CCMpred
CCMpred copied to clipboard
Bug in CCMpred (CUDA)
Running CCMpred with a sequence alignment in a CUDA compiled version of CCMpred gives crashes sometimes. Error give:
adenine: felix > ccmpred alignments/1bdo.jones 1bdo.mat
Found 1 CUDA devices, using device #0: Quadro K4000
Total GPU RAM: 3,217,752,064
Free GPU RAM: 2,617,708,544
Needed GPU RAM: 792,606,940 ✓
CUDA error No. 0 in /opt/CCMpred/src/evaluate_cuda_kernels.cu at line 819
Running the same command with flag -t 2
runs fine.
Hi Felix, I don't have access to a suitable GPU/computer combination to debug this at the moment so I'm afraid that I will not be able to help 😞
No worries, the CPU version works fine so there's no rush. Just thought I'd report it ...
I encountered a similar error. The reason seems to be that I fed CCMpred with too much sequences (~70k). (The error code I got was 6.) Besides, the macro CHECK_ERR(err) defined in include/evaluate_cuda_kernels.h and lib/libconjugrad/include/conjugrad_kernels.h (and maybe other files) may call cudaGetLastError() multiple times, like those in src/evaluate_cuda_kernels.cu, after expansion. The problem is, referring to http://docs.nvidia.com/cuda/cuda-runtime-api/group__CUDART__ERROR.html#group__CUDART__ERROR_1g3529f94cb530a83a76613616782bd233, the error code will have been reset to cudaSuccess when output. So we always get "CUDA error No. 0". Something like https://codeyarns.com/2011/03/02/how-to-do-error-checking-in-cuda/ may be a solution.

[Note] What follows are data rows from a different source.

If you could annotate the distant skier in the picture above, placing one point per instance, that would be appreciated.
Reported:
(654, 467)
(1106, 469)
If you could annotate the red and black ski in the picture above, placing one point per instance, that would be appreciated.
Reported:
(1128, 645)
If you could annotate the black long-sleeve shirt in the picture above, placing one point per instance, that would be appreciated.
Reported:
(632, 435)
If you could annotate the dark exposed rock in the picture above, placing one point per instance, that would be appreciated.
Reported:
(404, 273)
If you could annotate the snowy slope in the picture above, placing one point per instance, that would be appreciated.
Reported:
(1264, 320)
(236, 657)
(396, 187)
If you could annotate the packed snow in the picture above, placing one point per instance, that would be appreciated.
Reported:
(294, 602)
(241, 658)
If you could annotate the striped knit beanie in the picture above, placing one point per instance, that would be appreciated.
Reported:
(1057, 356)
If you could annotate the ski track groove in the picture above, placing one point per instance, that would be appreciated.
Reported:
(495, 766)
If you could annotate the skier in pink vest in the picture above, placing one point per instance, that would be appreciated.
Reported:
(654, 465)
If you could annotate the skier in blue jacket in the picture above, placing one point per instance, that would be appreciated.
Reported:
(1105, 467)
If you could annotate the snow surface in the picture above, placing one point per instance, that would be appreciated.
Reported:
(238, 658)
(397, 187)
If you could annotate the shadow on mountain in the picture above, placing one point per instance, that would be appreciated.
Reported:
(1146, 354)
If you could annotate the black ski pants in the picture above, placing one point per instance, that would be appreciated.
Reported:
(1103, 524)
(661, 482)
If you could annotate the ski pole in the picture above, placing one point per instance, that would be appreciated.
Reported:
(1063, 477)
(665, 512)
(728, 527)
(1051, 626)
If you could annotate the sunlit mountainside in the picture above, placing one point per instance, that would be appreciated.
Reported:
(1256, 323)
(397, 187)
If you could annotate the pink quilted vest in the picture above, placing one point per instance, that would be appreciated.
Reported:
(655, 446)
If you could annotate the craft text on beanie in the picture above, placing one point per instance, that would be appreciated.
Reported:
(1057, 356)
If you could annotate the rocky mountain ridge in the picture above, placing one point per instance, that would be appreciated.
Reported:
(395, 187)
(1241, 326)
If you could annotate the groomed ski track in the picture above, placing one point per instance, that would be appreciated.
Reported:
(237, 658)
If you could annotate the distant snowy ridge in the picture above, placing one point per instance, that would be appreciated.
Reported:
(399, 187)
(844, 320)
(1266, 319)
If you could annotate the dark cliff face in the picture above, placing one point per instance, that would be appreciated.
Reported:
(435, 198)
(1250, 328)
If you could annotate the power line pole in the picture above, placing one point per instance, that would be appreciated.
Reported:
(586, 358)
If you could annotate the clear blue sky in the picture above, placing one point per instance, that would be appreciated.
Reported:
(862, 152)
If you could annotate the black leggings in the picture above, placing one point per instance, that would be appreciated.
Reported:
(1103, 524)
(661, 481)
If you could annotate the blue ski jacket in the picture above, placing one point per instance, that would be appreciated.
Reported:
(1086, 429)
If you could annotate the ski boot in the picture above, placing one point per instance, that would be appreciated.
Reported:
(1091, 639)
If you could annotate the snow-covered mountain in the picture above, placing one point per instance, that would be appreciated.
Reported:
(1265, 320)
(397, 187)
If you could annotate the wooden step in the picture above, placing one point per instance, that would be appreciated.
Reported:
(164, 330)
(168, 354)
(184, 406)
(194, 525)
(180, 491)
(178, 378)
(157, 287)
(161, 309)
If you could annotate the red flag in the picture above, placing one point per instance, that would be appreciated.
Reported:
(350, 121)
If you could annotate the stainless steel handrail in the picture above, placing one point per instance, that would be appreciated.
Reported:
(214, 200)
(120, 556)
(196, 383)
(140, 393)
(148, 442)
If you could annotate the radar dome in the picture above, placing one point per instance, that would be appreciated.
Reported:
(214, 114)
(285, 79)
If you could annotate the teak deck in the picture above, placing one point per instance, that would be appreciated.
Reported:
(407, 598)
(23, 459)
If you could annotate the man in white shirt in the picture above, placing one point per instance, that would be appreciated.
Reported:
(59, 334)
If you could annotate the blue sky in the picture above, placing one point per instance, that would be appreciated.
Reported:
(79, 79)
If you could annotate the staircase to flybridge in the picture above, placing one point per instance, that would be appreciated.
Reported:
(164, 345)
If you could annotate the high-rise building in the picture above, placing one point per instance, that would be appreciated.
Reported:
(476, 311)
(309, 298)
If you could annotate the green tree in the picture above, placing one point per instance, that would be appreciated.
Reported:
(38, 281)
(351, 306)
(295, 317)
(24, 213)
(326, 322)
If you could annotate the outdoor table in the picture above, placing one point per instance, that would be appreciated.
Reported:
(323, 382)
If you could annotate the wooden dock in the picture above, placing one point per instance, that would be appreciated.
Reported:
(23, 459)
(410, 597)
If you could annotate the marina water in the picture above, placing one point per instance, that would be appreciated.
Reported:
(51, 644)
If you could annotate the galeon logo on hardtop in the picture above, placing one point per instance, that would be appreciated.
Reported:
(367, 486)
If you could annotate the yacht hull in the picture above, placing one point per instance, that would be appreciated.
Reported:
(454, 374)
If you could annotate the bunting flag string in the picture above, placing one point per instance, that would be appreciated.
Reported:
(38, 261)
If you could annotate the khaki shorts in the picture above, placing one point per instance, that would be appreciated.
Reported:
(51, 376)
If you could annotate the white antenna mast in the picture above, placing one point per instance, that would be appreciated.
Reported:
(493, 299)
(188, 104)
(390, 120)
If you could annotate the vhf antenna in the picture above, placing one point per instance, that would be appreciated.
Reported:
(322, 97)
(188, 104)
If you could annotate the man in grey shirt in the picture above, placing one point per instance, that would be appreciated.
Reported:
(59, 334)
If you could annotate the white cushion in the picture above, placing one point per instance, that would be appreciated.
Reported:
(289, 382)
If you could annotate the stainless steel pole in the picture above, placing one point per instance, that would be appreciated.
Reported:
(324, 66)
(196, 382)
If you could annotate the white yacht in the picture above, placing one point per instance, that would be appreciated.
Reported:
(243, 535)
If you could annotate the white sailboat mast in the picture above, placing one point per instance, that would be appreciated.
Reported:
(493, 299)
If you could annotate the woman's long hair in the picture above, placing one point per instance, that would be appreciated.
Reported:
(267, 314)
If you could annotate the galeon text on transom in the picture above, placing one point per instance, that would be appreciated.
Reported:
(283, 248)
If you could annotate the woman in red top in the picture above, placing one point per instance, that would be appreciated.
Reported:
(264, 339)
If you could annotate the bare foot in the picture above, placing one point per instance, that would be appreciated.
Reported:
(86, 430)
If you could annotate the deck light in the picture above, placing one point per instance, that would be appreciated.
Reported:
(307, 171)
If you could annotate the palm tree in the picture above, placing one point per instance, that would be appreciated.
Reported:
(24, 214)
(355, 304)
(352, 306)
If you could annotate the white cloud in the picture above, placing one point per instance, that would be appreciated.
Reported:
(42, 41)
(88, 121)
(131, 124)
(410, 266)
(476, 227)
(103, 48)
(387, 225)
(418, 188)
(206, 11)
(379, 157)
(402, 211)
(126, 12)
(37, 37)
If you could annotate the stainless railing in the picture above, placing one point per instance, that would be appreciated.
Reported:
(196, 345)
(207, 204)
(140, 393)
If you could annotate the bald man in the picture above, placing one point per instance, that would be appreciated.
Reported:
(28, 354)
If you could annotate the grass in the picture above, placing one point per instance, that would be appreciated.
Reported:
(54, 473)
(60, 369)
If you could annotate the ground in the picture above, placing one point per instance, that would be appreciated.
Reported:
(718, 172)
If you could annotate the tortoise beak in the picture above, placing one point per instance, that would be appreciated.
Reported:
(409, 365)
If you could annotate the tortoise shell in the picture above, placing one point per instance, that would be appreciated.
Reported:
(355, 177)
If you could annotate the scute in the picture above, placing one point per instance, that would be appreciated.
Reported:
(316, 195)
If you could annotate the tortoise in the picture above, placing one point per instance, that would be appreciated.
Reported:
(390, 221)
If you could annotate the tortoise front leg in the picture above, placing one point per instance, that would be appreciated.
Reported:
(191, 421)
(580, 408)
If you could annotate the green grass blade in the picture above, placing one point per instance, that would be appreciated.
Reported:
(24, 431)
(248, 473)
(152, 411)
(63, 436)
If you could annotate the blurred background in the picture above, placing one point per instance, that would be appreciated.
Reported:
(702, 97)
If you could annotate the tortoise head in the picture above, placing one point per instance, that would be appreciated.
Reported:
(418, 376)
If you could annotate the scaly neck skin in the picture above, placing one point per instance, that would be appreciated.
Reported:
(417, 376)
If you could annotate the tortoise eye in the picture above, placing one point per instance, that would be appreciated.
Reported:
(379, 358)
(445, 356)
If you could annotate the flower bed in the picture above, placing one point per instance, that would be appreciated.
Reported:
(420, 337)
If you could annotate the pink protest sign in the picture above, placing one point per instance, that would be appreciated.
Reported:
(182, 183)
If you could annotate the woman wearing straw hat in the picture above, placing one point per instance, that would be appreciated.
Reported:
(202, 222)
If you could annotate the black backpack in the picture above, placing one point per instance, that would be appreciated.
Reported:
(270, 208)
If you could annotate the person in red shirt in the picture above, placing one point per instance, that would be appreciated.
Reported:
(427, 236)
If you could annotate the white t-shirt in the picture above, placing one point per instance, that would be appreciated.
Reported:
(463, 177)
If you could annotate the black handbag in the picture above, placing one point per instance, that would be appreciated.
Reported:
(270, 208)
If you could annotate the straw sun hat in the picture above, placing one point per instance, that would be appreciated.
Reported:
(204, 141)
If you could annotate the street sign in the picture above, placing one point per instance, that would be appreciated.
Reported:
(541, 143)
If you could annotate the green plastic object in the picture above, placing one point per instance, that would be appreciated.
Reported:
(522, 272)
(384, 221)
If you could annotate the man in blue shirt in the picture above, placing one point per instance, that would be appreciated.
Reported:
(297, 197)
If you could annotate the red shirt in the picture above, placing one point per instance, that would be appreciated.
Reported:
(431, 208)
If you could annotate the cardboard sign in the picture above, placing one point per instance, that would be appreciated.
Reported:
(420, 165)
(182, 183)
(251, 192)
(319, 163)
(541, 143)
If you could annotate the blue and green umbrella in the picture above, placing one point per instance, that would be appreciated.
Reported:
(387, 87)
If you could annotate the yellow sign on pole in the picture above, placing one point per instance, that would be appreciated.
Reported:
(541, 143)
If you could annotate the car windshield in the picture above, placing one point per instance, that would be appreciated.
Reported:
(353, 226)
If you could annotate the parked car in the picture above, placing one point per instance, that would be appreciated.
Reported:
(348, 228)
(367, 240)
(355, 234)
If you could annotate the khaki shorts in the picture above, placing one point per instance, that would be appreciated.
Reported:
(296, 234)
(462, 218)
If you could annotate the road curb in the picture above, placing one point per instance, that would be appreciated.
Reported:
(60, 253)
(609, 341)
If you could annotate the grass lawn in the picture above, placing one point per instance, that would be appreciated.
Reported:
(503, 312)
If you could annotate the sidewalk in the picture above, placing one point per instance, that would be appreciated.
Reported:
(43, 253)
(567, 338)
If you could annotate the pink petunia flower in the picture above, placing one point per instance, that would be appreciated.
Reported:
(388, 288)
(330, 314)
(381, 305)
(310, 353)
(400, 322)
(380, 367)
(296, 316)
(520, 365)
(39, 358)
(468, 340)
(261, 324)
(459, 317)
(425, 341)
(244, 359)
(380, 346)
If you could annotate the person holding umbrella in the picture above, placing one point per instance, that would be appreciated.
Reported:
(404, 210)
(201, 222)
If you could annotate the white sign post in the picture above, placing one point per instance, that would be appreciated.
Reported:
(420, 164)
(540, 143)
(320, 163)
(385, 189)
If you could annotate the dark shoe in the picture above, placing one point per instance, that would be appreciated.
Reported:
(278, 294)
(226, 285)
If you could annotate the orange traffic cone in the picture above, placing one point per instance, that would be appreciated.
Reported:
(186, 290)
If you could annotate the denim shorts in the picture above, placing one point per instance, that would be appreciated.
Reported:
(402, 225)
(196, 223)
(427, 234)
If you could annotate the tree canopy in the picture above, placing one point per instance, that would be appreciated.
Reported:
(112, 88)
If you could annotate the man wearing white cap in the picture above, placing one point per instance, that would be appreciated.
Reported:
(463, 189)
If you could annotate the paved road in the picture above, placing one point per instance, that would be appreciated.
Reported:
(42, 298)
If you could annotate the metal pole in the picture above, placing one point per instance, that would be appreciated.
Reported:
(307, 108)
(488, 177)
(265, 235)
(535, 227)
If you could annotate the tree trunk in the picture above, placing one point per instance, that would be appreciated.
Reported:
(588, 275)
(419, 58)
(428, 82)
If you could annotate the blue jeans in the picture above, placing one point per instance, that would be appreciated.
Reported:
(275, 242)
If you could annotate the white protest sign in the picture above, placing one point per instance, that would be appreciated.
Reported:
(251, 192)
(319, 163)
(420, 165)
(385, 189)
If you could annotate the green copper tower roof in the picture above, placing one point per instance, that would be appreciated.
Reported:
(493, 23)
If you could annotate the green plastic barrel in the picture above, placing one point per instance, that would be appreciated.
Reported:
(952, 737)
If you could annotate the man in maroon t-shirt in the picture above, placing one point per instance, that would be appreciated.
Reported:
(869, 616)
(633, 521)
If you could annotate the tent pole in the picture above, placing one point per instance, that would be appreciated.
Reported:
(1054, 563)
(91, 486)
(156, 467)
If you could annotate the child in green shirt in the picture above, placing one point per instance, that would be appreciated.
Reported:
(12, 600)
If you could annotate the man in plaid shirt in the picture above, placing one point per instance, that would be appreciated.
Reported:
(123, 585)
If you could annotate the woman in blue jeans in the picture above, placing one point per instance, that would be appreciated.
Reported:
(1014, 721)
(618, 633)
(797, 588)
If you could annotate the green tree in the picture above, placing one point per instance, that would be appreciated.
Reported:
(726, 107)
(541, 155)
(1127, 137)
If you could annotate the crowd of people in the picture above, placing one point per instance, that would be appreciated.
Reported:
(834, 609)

This issue is still present, hiding error codes and always showing No. 0.
The reason being the error checking via
CHECK_ERR(cudaGetLastError());
which is not a function but a preprocessor macro defined as
#define CHECK_ERR(err) {if (cudaSuccess != (err)) { printf("CUDA error No. %d in %s at line %d\n", (err), __FILE__, __LINE__); exit(EXIT_FAILURE); } }
in evaluate_cuda_kernels.h, line 9. It therefore expands to call cudaGetLastError() two times, consuming the actual error code before displaying it.
I suggest to change the macro to
#define CHECK_ERR(err) { int e = (err); if (cudaSuccess != e) { printf("CUDA error No. %d in %s at line %d\n", e, __FILE__, __LINE__); exit(EXIT_FAILURE); } }